Isolation of the microbe from  sputum or bronchoalveolar lavage fluid on selective media is the most reliable means of diagnosis. Buffered charcoal-yeast extract (BCYE) agars with added antibiotics to suppress commensal flora are available commercially, but these media often have decreased sensitivity for isolation of non-pneumophila strains; cefamandole is especially inhibitory. Legionella species lacking β-lactamase, such as L. micdadei and L. bozemanii, will not grow on BCYE formulations containing cephalosporins. A more sensitive medium consists of BCYE with added vancomycin, anisomycin, and polymyxin B. The non-pneumophila strains are easily missed in clinical and environmental specimens if dye-containing media are not used. Colonies of L. micdadei and L. maceachernii are blue on culture media containing bromocresol purple and bromthymol blue dyes, whereas the colonies of other species are yellow-green to apple green; the dyes color the organism, making detection easier. Direct fluorescent antibody (DFA) stains for the visualization of Legionella species in clinical specimens are commercially available for a limited number of species. The sensitivity and specificity of DFA staining for species other than L. pneumophila is not precisely known. A Legionella DNA probe can detect the presence of multiple Legionella spp. Legionella urinary antigen detects only L. pneumophila serogroup 1; it is not useful for other Legionella species. Detection of Legionella spp. in clinical specimens by DNA amplification is a promising technique that has been applied in a limited number of cases. species, but does not differentiate among species. The DNA probe appears to have fewer false-positive reactions than does DFA staining; it is no longer commercially available. Antibody seroconversion in diagnosing infection caused by non-pneumophila species is of uncertain specificity. Reports of infection based on seroconversion alone should be viewed with skepticism.

There are no randomized trials of therapy for Legionella infection; the majority of reported clinical experience concerns infection with L. pneumophila.

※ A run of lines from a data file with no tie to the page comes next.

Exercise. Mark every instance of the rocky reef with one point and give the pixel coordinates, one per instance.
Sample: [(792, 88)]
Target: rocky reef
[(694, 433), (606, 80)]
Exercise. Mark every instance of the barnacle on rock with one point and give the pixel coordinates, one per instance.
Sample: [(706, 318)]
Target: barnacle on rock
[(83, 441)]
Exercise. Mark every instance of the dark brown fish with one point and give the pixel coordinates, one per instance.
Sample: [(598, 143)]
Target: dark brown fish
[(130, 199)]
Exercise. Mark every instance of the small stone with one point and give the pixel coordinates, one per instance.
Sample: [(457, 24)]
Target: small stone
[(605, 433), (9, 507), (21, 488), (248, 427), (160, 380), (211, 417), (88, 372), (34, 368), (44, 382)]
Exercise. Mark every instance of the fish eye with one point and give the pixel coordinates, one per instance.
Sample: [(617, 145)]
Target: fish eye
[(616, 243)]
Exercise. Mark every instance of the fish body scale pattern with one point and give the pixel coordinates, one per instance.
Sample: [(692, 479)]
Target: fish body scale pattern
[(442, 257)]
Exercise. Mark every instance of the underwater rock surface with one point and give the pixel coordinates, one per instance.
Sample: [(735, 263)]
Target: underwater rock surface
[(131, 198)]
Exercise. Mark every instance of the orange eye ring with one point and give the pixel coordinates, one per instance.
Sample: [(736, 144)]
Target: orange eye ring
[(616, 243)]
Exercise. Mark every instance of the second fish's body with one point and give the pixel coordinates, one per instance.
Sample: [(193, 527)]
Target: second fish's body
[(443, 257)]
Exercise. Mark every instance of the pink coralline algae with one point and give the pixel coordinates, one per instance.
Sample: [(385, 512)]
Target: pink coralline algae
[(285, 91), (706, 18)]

In vitro susceptibility data and more limited clinical experience indicate that response to the therapy of infection with other species should be similar. Legionella species are susceptible in vitro to erythromycin, macrolides, tetracyclines, trimethoprim-sulfamethoxazole, rifampacin, and fluoroquinolones. The newer macrolide agents are more active than erythromycin both in vitro and intracellularly against the non-pneumophila species. They offer a number of other clinical advantages over erythromycin, including better penetration into tissue and alveolar macrophages, and improved pharmacokinetics permitting once daily dosing. The fluoroquinolones are considerably more active than erythromycin. Based on these factors, the newer macrolides or quinolones are the therapy of choice for infection caused by Legionella species. Patients who are immunocompromised or who are hospitalized with potentially life-threatening infection should receive intravenous therapy with either a macrolide or a fluoroquinolone. Quinolones are preferable when treating transplant patients receiving cyclosporin, because macrolides interfere with the metabolism of these antirejection agents. Erythromycin has been the historical drug of choice based on the observation of clinical response in the majority of patients. However, there are a number of case reports of erythromycin failure in highly immunocompromised patients. Failure of erythromycin may be due to the fact that erythromycin is bacteriostatic rather than bactericidal against intracellular Legionella. The optimal duration of therapy with these agents is uncertain. Data from clinical trials of community-acquired pneumonia suggest that, in immunocompetent patients, 5 to 10 days of therapy with macrolide therapy or 10 to 14 days of therapy with a fluoroquinolone constitutes adequate therapy. Immunocompromised patients should receive longer courses of therapy (14 to 21 days) in order to prevent relapse. Oral therapy may be used as initial treatment in immunocompetent patients who are not seriously ill. Patients receiving initial parenteral therapy may be switched to oral therapy once a clinical response is apparent.